「目の前の結果にだけ左右されるのではなく、時には意見をし合ってコミュニケーションをとりながらサッカーを作り上げていく楽しさ。世間が評価するのは10年連続でタイトルを獲得できる監督だとしても、自分の理想とするのは、監督も選手も同じチームの一員として、同じ方向を目指す者として、意見を言い合って話し合える環境を作れる監督が理想」
ジュビロ磐田の黄金時代や日本代表でも主力選手としてプレーし、海外クラブでのプレー経験もある名波さんの言いたい事が全て詰まった“理想の監督像”だと思いますね。
黄金時代でも長期政権がない不思議 監督単位ではなく、クラブに根付く伝統のスタイル
名波さんの理想の監督像を解きながらも、その上で少し気になる事があるのが、歴代のジュビロ磐田の監督人事。2000年前後の黄金時代ですら、同じ監督が指揮を執っていたわけではありません。監督が交代しても主力選手の入れ替えはあまりなかったからかもしれませんが、チームのプレースタイルは同じ方向性で継続され、その究極が“N-BOX”となっただけです。

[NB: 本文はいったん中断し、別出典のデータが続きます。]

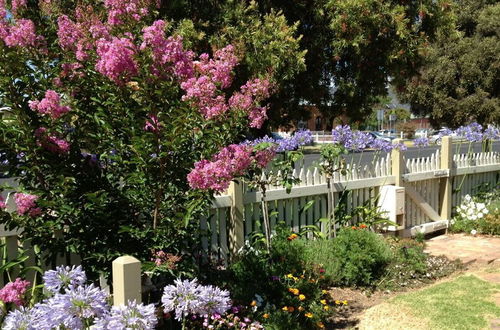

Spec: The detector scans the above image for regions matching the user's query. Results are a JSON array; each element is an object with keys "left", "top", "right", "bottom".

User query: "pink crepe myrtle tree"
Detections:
[{"left": 0, "top": 0, "right": 282, "bottom": 274}]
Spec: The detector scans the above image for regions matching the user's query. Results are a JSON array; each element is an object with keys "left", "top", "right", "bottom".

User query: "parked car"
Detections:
[
  {"left": 415, "top": 128, "right": 434, "bottom": 138},
  {"left": 429, "top": 127, "right": 461, "bottom": 145},
  {"left": 368, "top": 132, "right": 394, "bottom": 142}
]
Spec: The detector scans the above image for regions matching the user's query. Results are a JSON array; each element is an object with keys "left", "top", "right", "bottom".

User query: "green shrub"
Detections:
[
  {"left": 225, "top": 226, "right": 333, "bottom": 329},
  {"left": 303, "top": 228, "right": 392, "bottom": 286}
]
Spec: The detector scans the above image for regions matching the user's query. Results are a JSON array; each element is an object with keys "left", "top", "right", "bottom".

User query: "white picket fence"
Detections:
[
  {"left": 0, "top": 142, "right": 500, "bottom": 285},
  {"left": 202, "top": 144, "right": 500, "bottom": 260}
]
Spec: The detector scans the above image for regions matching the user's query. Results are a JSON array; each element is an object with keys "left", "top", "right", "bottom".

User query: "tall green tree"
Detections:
[
  {"left": 159, "top": 0, "right": 451, "bottom": 125},
  {"left": 404, "top": 0, "right": 500, "bottom": 127}
]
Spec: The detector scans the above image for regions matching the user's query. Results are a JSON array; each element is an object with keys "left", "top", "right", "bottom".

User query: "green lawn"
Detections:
[{"left": 393, "top": 275, "right": 500, "bottom": 330}]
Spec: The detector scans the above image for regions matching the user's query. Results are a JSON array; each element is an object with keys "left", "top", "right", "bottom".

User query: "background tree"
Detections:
[
  {"left": 158, "top": 0, "right": 451, "bottom": 126},
  {"left": 403, "top": 0, "right": 500, "bottom": 127}
]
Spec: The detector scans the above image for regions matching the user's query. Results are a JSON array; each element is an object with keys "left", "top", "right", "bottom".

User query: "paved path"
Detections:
[{"left": 426, "top": 234, "right": 500, "bottom": 265}]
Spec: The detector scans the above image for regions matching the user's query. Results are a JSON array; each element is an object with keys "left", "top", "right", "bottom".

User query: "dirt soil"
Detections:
[{"left": 328, "top": 234, "right": 500, "bottom": 330}]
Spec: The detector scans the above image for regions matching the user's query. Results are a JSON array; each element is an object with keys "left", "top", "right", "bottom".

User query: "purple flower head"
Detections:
[
  {"left": 94, "top": 301, "right": 158, "bottom": 330},
  {"left": 200, "top": 285, "right": 231, "bottom": 314},
  {"left": 456, "top": 122, "right": 483, "bottom": 142},
  {"left": 332, "top": 125, "right": 352, "bottom": 146},
  {"left": 392, "top": 142, "right": 408, "bottom": 151},
  {"left": 43, "top": 266, "right": 87, "bottom": 294},
  {"left": 38, "top": 285, "right": 109, "bottom": 329},
  {"left": 293, "top": 130, "right": 313, "bottom": 146},
  {"left": 438, "top": 128, "right": 453, "bottom": 138},
  {"left": 370, "top": 139, "right": 393, "bottom": 152},
  {"left": 161, "top": 279, "right": 231, "bottom": 321},
  {"left": 413, "top": 137, "right": 429, "bottom": 148},
  {"left": 345, "top": 131, "right": 373, "bottom": 151},
  {"left": 483, "top": 126, "right": 500, "bottom": 140}
]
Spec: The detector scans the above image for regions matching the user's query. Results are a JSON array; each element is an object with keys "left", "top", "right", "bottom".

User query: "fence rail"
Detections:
[{"left": 0, "top": 137, "right": 500, "bottom": 285}]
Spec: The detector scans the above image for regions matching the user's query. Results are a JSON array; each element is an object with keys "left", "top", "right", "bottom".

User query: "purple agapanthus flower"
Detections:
[
  {"left": 93, "top": 301, "right": 158, "bottom": 330},
  {"left": 413, "top": 137, "right": 429, "bottom": 148},
  {"left": 345, "top": 131, "right": 373, "bottom": 151},
  {"left": 200, "top": 285, "right": 232, "bottom": 315},
  {"left": 456, "top": 122, "right": 483, "bottom": 142},
  {"left": 483, "top": 126, "right": 500, "bottom": 140},
  {"left": 332, "top": 125, "right": 353, "bottom": 146},
  {"left": 161, "top": 279, "right": 231, "bottom": 321},
  {"left": 43, "top": 266, "right": 87, "bottom": 294},
  {"left": 392, "top": 142, "right": 408, "bottom": 151},
  {"left": 37, "top": 285, "right": 109, "bottom": 329},
  {"left": 370, "top": 139, "right": 393, "bottom": 152}
]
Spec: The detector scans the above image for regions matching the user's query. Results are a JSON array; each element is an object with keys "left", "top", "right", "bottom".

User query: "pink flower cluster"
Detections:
[
  {"left": 95, "top": 36, "right": 138, "bottom": 85},
  {"left": 0, "top": 278, "right": 30, "bottom": 306},
  {"left": 29, "top": 89, "right": 70, "bottom": 119},
  {"left": 187, "top": 144, "right": 275, "bottom": 191},
  {"left": 57, "top": 12, "right": 110, "bottom": 61},
  {"left": 14, "top": 193, "right": 42, "bottom": 217},
  {"left": 181, "top": 45, "right": 238, "bottom": 119},
  {"left": 144, "top": 115, "right": 160, "bottom": 132},
  {"left": 229, "top": 78, "right": 271, "bottom": 128},
  {"left": 12, "top": 0, "right": 27, "bottom": 16},
  {"left": 140, "top": 20, "right": 194, "bottom": 81},
  {"left": 0, "top": 17, "right": 43, "bottom": 47},
  {"left": 35, "top": 127, "right": 70, "bottom": 154},
  {"left": 104, "top": 0, "right": 151, "bottom": 25}
]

つまり、“ジュビロのサッカー”とは監督単位でスタイルがあるのではなく、クラブ自体にスタイルが根付いていると言えるのではないでしょうか?“N-BOX”を発案した当時の鈴木政一監督とも、常に「ジュビロのサッカーをどうしていくんだ?」という対話をよくしていたようで、その積み重ねが「監督が交代してもスタイルが変わらなかった」理由なのでしょう。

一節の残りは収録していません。